CATANIA – Tornano le visite guidate alla struttura divulgativa della Stamperia Braille che offrono, oltre ai

tour nel Museo Tattile, nel Giardino Sensoriale e nel Bar al buio

anche una dimostrazione di come la tecnologia possa aiutare i non vedenti, per esempio, ad accoppiare i colori degli abiti

Il 2018 si apre domenica  nel Polo Tattile Multimediale, con una nuova “Domenica al Museo”. La struttura divulgativa della Stamperia Braille di Catania aderisce infatti all’iniziativa nazionale voluta dal Ministero dei Beni e delle Attività culturali e del Turismo con il fine di far conoscere ai non vedenti e agli ipovedenti le meraviglie dell’arte e della scienza, e ai vedenti di comprendere le condizioni delle persone con questa disabilità per giungere a una sempre maggiore integrazione sociale.

La struttura rimarrà aperta dalle 17 alle 22 (l’ultimo biglietto verrà staccato alle 21) per ricevere sia le persone disabili con i loro accompagnatori – per i quali l’ingresso è gratuito, così come per i bambini con meno di dieci anni – sia gli altri visitatori, che pagheranno un prezzo ridotto di due euro e cinquanta centesimi (il prezzo del biglietto comprende una bevanda da consumare nel Bar al buio).

È stato notato come la scoperta delle meraviglie della

Tiflologia, la scienza che consente ai ciechi di comprendere la realtà in cui vivono

venga apprezzata in particolare dalle famiglie con bambini. Per questo dopo il successo dello show cooking con un forno a microonde parlante, è stato deciso di inserire, oltre ai tour nel Museo Tattile, nel Giardino Sensoriale e nel Bar al buio, anche un’altra dimostrazione di come la tecnologia possa aiutare i non vedenti.

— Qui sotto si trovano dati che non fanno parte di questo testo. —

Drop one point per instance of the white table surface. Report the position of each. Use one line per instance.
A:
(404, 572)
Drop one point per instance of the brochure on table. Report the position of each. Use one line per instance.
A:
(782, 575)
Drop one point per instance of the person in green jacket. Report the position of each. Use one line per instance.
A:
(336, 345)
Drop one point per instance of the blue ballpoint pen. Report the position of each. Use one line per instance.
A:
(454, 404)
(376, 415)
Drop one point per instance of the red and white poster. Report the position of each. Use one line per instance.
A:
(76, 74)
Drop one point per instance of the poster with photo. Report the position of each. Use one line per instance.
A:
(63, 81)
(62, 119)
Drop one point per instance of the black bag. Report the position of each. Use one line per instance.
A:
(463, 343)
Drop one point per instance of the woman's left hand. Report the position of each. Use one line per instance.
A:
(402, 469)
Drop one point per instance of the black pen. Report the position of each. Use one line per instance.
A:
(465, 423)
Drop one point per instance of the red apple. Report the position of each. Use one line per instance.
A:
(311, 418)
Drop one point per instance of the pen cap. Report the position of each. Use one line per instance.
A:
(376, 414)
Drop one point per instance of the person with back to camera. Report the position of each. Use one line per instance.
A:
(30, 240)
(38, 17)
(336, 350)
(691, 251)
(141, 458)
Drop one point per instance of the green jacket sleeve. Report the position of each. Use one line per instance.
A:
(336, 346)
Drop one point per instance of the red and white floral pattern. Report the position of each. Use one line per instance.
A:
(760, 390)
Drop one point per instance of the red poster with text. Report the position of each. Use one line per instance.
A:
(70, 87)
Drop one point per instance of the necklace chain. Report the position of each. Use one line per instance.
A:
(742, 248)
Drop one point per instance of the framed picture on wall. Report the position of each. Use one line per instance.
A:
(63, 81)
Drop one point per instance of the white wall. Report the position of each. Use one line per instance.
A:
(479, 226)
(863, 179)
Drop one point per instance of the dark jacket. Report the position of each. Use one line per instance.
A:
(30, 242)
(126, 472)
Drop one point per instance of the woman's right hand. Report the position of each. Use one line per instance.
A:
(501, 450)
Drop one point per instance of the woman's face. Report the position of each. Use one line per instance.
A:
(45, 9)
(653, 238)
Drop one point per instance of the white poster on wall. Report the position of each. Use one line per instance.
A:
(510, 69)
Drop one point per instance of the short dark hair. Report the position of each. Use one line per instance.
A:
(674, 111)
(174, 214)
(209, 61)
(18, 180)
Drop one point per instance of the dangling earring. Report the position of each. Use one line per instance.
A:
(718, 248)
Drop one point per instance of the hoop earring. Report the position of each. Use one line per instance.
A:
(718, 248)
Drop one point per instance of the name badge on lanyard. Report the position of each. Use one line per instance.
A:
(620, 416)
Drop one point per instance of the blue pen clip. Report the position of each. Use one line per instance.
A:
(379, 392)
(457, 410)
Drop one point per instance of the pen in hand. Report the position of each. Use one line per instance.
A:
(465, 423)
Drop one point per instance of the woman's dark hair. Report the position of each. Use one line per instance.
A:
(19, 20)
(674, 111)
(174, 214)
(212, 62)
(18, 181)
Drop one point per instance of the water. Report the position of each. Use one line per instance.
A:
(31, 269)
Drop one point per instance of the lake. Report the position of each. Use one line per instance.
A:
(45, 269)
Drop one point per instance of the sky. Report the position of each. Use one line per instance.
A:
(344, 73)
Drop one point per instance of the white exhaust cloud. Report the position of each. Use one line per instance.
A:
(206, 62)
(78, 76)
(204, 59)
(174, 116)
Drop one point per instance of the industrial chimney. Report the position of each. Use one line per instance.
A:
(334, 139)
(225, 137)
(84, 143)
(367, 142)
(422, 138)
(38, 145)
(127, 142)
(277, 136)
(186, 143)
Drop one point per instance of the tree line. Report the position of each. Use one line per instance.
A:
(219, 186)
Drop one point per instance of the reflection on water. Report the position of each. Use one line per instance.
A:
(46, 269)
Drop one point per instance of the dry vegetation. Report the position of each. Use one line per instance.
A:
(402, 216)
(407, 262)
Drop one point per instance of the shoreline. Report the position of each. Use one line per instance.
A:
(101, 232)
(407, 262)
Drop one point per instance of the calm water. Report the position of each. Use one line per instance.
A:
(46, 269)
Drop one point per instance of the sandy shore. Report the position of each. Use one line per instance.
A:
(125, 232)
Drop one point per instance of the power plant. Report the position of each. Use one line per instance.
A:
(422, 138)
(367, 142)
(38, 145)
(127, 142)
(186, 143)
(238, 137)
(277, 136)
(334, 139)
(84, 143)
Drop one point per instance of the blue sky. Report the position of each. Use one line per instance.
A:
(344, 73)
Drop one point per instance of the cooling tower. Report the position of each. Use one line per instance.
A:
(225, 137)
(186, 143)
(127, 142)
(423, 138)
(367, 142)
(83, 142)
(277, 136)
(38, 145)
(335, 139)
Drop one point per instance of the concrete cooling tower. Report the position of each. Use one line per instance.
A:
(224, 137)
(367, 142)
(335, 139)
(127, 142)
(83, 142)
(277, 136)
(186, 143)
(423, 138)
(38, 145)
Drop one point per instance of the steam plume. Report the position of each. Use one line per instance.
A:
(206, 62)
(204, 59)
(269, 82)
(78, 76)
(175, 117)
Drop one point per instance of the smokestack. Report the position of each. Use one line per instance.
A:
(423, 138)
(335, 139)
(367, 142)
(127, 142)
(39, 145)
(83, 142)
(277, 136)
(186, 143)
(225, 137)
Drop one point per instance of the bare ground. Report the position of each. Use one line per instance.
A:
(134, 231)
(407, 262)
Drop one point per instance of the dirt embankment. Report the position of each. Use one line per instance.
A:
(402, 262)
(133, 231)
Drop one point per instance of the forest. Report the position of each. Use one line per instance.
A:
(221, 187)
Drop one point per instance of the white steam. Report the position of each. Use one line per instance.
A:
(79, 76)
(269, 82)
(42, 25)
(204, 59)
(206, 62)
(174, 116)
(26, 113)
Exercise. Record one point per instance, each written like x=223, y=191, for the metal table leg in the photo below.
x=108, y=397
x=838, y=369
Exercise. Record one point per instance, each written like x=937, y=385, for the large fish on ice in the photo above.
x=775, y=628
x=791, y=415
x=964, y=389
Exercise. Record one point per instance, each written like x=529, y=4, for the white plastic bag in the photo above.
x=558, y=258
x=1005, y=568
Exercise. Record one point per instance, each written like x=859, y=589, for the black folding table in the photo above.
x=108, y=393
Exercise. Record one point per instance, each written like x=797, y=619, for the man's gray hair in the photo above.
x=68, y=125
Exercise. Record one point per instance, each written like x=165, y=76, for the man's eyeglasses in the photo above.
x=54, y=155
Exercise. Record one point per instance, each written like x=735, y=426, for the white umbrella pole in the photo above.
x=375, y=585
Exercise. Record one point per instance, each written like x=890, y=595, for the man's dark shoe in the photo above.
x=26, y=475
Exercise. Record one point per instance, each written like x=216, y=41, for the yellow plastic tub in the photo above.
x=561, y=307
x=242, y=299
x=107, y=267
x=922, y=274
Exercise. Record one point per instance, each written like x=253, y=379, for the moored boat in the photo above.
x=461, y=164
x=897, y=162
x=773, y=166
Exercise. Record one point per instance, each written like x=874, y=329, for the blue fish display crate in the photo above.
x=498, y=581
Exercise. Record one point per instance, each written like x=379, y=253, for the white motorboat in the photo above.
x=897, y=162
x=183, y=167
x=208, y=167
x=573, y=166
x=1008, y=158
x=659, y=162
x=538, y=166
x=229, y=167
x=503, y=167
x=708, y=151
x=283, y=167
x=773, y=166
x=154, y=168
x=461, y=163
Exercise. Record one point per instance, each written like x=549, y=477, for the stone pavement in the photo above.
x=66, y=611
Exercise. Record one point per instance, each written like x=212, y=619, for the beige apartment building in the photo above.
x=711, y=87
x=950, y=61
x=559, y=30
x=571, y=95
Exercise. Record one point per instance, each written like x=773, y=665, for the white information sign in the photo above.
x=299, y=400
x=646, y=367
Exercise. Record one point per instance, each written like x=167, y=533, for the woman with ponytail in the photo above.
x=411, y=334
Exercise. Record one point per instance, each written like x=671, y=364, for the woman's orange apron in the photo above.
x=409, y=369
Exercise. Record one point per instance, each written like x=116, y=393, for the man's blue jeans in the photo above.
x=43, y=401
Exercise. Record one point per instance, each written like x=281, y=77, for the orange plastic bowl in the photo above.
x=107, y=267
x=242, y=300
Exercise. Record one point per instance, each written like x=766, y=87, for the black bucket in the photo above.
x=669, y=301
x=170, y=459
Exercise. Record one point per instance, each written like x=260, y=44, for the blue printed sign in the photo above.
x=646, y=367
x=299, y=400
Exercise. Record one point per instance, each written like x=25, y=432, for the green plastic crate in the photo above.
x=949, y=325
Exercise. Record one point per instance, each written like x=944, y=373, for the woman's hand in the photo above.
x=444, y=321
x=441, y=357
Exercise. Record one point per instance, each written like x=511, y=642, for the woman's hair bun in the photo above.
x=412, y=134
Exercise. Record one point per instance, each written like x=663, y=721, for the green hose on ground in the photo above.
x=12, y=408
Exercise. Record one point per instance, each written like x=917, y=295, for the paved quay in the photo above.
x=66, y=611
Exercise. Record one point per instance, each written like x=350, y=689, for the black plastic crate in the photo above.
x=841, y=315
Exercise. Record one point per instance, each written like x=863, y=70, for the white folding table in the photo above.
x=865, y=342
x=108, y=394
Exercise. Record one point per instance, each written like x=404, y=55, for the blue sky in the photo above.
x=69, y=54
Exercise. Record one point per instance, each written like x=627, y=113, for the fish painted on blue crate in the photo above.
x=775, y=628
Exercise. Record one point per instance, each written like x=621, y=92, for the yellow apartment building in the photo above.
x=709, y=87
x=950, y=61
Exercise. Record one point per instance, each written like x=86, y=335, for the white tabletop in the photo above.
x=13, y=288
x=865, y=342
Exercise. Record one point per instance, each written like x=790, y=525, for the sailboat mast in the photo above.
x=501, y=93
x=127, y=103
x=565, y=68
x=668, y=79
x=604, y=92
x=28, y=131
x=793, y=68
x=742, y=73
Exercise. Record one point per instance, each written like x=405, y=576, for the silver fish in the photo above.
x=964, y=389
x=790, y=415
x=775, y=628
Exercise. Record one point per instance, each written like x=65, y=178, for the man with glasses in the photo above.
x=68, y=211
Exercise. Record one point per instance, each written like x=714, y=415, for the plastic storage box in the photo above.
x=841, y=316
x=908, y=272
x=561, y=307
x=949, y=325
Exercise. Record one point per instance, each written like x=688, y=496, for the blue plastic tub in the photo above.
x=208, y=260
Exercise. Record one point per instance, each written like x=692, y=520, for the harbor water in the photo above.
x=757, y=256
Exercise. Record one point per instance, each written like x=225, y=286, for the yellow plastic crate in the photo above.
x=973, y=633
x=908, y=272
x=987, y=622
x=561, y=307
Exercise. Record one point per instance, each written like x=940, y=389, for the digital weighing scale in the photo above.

Domenica sarà infatti simulata la scelta di abiti da accoppiare tra loro, scegliendo i colori grazie a un apparato elettronico parlante per la loro rilevazione, il cosiddetto Color test.

Ma il Polo offrirà come sempre la possibilità di “toccare con mano” i plastici di meravigliosi palazzi – dal Teatro Massimo Bellini al Palazzo degli Elefanti, dal Colosseo alla Moschea Blu di Istanbul – e i quadri (in rilievo) dipinti da Michelangelo e Caravaggio, e sculture come il David di Donatello. Va ricordato come questi manufatti siano stati tutti realizzati nei laboratori tiflologici della Stamperia Regionale Braille di Catania, da oltre trent’anni impegnata nell’integrazione scolastica, sociale e lavorativa di ciechi e ipovedenti.

Oltre al Museo Borges, poi, il Ptm offre come detto anche le esperienze del Bar al buio e del Giardino sensoriale che consentono di constatare come, senza la vista, gli altri sensi vengano esaltati.  E uno Show room con tutti i più moderni ausili per non vedenti. Dal Color test agli orologi, dalle tastiere per pc a mille altri oggetti.